Context — the window the model reasons over.
- Context rot — the evidence that long windows degrade, and why that is the problem the rest answers.
- Context assembly — the engineering response: caching, compaction, just-in-time loading, budgeting the window.
- Memory — persisting context across sessions, and the anti-patterns that reintroduce the rot.
A closing chapter composes all of it into one design workflow.
What this book leaves to companion volumes
The frame names more of the harness than one book should carry. The rest is deliberately out of scope here — each is planned as a companion volume in the series, and this book points outward to it rather than pretending to deliver it:
- The inner loop’s internals — how a turn and its tool results are structured.
- The Agent SDK’s surface — the concrete harness instance whose API we cited above.
- Sub-agent orchestration — the isolation primitive, orchestrator–worker topologies, and when not to use them.
- Tools & MCP — designing the tool interface and the protocol that serves it.
- Build vs. buy — whether to configure an existing harness or build your own.
- Evaluation & operations — measuring and running agents in production.
These are companion concerns, not missing chapters: this book stands on its own for the environment and the context.
What is still settling
This chapter captures a frame mid-crystallization, so a few honest limits travel with it.
- The vocabulary is young. “Harness” entered Anthropic’s official vocabulary only in late 2025; “harness engineering” and “Agent = Model + Harness” are 2026 coinages.
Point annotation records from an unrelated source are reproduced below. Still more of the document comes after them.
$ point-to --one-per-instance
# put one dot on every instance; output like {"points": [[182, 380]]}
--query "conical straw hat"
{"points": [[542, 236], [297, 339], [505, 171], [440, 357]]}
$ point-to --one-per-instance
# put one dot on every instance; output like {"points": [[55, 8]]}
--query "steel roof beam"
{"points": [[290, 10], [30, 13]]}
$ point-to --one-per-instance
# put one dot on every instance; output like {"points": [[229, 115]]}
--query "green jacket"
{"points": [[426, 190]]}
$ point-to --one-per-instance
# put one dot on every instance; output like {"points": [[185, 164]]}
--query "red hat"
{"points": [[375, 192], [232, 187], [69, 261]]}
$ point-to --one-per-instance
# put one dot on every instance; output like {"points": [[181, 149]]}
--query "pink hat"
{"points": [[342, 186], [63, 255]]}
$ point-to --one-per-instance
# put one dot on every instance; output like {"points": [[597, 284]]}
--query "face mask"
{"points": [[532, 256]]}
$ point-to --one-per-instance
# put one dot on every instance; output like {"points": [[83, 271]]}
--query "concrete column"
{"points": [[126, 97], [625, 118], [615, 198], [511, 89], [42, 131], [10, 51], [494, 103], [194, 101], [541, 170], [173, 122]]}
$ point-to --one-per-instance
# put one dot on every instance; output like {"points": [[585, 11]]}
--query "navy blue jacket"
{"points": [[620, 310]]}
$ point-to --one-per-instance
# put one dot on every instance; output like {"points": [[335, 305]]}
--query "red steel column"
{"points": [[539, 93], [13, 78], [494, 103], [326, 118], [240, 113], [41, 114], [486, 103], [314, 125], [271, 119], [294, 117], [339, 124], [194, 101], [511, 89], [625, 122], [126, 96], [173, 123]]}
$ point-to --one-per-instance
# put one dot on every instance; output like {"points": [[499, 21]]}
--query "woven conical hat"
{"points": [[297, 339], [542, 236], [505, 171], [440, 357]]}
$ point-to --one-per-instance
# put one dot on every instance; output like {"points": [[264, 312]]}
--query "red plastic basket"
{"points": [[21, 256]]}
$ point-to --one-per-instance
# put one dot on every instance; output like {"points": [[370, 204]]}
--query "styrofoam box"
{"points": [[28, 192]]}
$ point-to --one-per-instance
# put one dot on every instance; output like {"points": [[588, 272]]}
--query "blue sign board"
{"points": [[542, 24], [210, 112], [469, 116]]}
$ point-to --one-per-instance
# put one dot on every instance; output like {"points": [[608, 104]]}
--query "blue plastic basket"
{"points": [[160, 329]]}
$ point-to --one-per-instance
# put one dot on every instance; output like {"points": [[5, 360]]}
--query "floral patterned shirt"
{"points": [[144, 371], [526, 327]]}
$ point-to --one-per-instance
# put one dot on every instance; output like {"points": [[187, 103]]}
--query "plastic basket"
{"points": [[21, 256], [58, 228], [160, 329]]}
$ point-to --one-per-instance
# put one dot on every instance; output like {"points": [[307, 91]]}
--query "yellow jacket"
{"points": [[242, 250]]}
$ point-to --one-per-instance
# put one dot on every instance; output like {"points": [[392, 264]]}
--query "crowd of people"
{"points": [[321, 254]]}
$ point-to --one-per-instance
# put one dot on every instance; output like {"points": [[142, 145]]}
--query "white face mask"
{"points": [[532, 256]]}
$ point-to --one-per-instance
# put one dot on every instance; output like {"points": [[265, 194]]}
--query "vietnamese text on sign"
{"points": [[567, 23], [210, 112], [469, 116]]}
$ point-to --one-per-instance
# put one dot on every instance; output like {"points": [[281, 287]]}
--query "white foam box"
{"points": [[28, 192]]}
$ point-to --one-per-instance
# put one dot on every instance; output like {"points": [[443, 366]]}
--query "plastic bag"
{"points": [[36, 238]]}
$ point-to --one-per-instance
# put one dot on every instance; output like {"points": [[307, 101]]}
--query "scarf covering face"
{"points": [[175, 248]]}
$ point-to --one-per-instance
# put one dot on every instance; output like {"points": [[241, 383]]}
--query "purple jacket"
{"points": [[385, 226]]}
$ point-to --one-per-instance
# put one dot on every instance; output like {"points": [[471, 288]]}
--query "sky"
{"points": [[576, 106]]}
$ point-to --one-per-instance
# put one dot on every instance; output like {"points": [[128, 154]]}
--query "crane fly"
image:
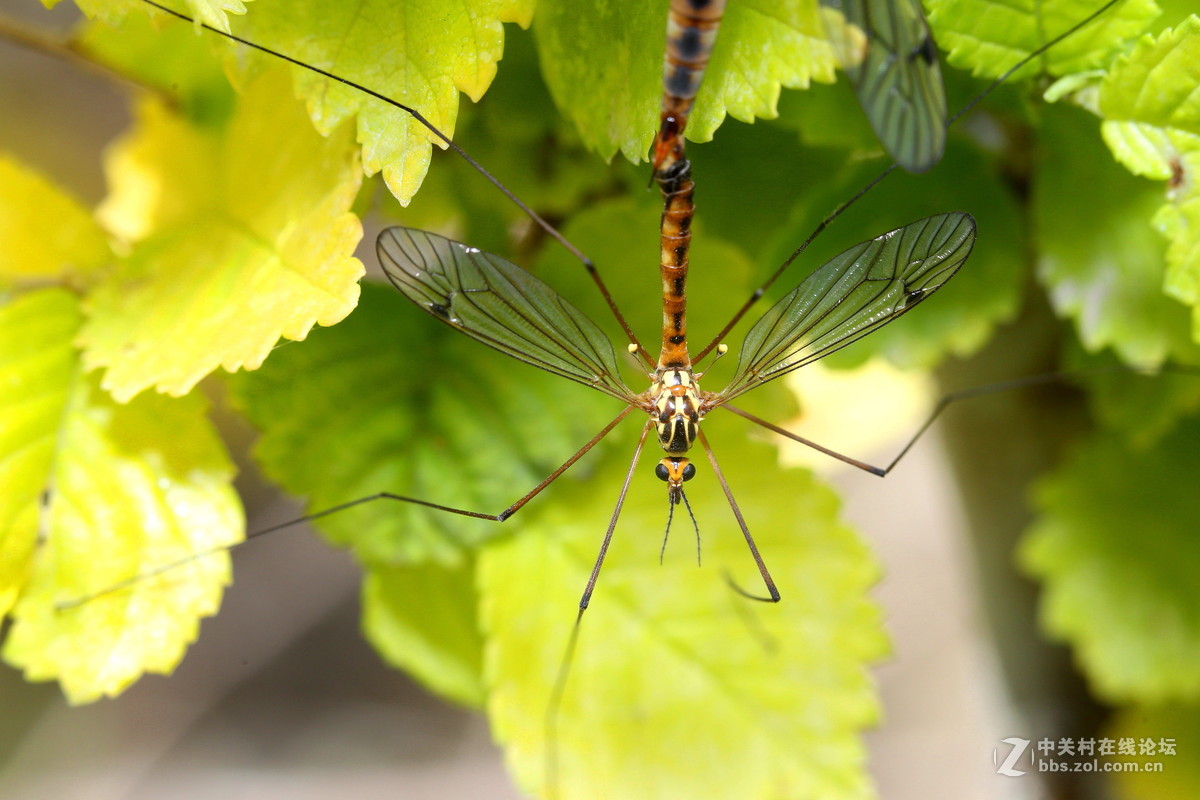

Expect the terms to keep shifting, and re-check the landscape rather than treating today’s words as settled.
- The definitional spine is single-vendor-dense. The definitions of “agent” and “harness” rest largely on Anthropic’s framing. The one independent corroboration here (LangGraph) agrees on the components list, not on the definitions — so do not over-claim convergence beyond the parts list.
- One provenance anchor is a transcript, not a primary. Karpathy’s line is quoted from a published transcript of a spoken keynote, faithful to that mirror and the talk date, but it is “Karpathy said X in a talk,” not “Karpathy wrote X.”
Quick reference
- Agent = Model + Harness. The model supplies autonomy; the harness supplies everything around it.
- Agent vs. workflow: an agent’s control flow is model-driven; a workflow’s is fixed in code.
- Three layers: environment (substrate) → context-assembly (the boundary) → context (the finite window). The harness owns the boundary.
- Components: tool interface, context/memory, control loop, sub-agent orchestration (+ guardrails, observability).
- Nested loop: the model’s inner reason→act→observe sits inside the harness’s outer cross-session orchestration, where control lives.
- This book’s scope: the environment and the context — the two highest-leverage layers; the rest is named here and left to companion volumes.
Practice
Exercise solutions
For most coding agents the control loop is the richest component (stop conditions, retries, compaction, dispatch) and the sub-agent orchestration is often the most primitive — frequently absent entirely (a single-threaded agent). An agent with no orchestration and a thin, fixed control loop is sliding toward the workflow end of the spectrum; the more the model (not predefined code) decides what happens next across a rich outer loop, the more it is an agent in the sense this chapter defines.